Among those claim lineage to the Palmach is Itzhak Rabin, celebrated as a Nobel Peace Prize laureate and a symbol of peace in the iconic White House handshake, was also deeply complicit in the violence that led to the dispossession of Palestinians. As a member of the Palmach and the Harel Brigade, he played a pivotal role in Operation Ha-Har, which was responsible for the ethnic cleansing of villages like Ras Abu ‘Ammar in 1948. While his later role in peace negotiations is often highlighted, it does not erase the fact that his history, tied to the violent expulsion of Palestinians, remains inseparable from the legacy of the Nakba. Until the land is returned to its rightful owners, the history of figures like Rabin will never be absolved.

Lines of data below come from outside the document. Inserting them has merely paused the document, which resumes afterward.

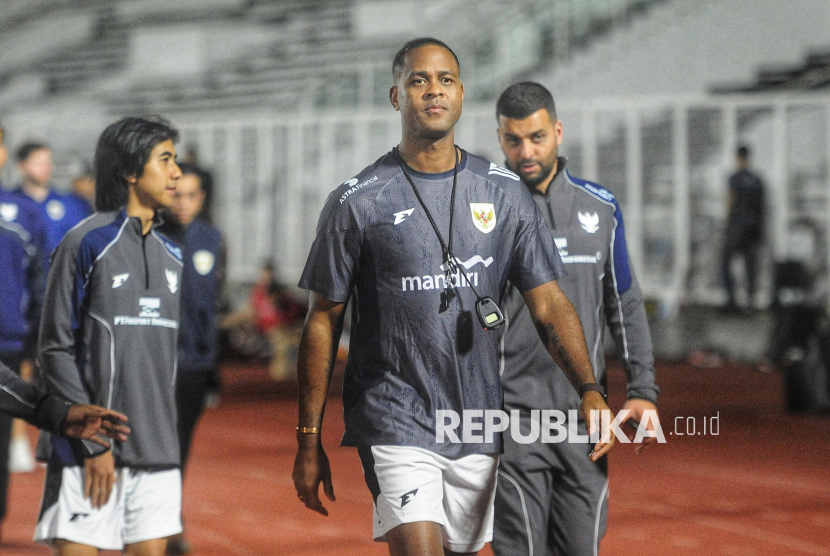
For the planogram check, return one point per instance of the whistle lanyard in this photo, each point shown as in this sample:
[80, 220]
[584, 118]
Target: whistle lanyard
[487, 310]
[446, 247]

Some of the Palmach fighters who carried this out were born in Germany, some in Poland, some even in Jerusalem. Regardless of where they were born, they shared a singular purpose: to clear a path to Jerusalem for the emerging Israeli state. And they did so by driving Palestinians off their ancestral lands.
Modern international law has a name for this: ethnic cleansing.
The international community might refer to these fighters today as veterans, but by every modern legal and moral definition, these men were war criminals.
As Benny Morris documents in 1948, this was not an accident. It was not an unintended consequence of war. It was part of a deliberate strategy of land theft, organized terrorism, and ethnic cleansing—a tragedy we Palestinians call al-Nakba.
And that catastrophe still lingers. It lives in the memories we inherited, the stories passed from grandfather to grandson, from mother to daughter.